Exactly !! The stated reason for the secrecy has always been to protect the privacy of the original parents but that rings hollow and it has been abundantly proven that the reason is to protect the adoptive parents from dealing with adoptee/original parent intrusions.

Sometimes It Helps To Know

Street Urchins

The Industrial Revolution in the 1880s and the influx of 35 million European immigrants to the US swelled the ranks of the poor.  Some families were unable to care for their children.  Desperate mothers gave their babies to workers at foundling asylums. Lacking resources, these children were sometimes boarded with uneducated women who killed them with neglect.

Any abandoned children found by the police were usually already dead.

Poorhouses were filthy institutions to which abandoned children were sent if they lived to the age of 4. In these places, the children were mixed in with criminally insane adults.

In times like that, orphanages must have seemed like progress.  However, early orphanages had mortality rates as high as 50%.
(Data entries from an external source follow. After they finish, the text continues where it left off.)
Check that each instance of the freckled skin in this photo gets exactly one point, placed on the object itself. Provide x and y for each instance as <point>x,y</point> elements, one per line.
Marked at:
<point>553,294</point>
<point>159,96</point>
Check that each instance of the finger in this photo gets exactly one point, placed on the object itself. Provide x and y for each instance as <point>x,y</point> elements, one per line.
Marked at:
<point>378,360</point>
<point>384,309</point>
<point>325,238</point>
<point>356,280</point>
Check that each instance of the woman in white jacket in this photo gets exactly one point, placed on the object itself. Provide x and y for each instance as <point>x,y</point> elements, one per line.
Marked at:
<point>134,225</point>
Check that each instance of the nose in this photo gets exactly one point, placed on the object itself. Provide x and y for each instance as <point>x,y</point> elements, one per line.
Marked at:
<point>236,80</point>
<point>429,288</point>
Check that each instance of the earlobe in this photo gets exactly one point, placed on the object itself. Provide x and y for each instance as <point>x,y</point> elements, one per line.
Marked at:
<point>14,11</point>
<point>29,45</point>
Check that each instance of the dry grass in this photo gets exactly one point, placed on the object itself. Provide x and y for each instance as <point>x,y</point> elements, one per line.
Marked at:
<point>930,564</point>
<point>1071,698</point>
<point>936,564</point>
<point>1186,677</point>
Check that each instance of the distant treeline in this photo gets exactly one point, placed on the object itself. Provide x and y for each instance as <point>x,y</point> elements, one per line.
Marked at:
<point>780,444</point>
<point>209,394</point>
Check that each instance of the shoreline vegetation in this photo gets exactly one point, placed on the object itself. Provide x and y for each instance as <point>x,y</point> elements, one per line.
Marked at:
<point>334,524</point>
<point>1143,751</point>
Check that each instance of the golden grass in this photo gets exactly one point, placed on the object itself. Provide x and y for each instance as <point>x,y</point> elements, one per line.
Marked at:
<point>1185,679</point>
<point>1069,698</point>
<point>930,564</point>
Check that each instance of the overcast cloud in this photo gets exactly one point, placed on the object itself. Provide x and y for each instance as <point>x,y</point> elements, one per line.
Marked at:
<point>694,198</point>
Another option was a “baby farm”. These were homes or apartments where, for a fee, uneducated women housed babies whose parents were unable to raise them. Some baby farmers received periodic payments, others were paid in lump sums. Some of these farmers starved, suffocated or drowned “paid for” babies.

If the owner of a “baby farm” took out insurance on the lives of the babies in their care, the death toll rose higher. An 1895 editorial in the New York Times suggested that “life insurance for children should be declared invalid because it was a temptation to inhuman crimes.”

Understandably, children growing up in poorhouses or baby farms, who survived into adolescence, often fled as soon as they were able. Therefore, by 1872, the number of street urchins was high. These children were left to beg, steal, sell newspapers and at times even prostituted themselves for food.

They were the “apple boys” and “flower girls” who sold their goods on street corners, the “singing girls” who boarded docked ships at night to entertain the men with music (and were sometimes raped).

These children slept on steps, in filthy cellars, on the iron tubes of bridges or burned-out safes on Wall Street. Ten would pile together on cold winter nights for warmth or fight for spots near grates through which hot air blew, generated by underground presses.

Homeless children had been so poorly valued that one orphanage in Nashville was called – The Home for Friendless Children. These children were often referred to as “ragamuffins”, “little wanderers”, “street Arabs” or “guttersnipes”.

Massachusetts passed the country’s first adoption law in 1851. Looked at it historically, it would seem an improvement.  Poverty has always been – and continues to be – the reason that children are separated from their natural parents.  Sadly.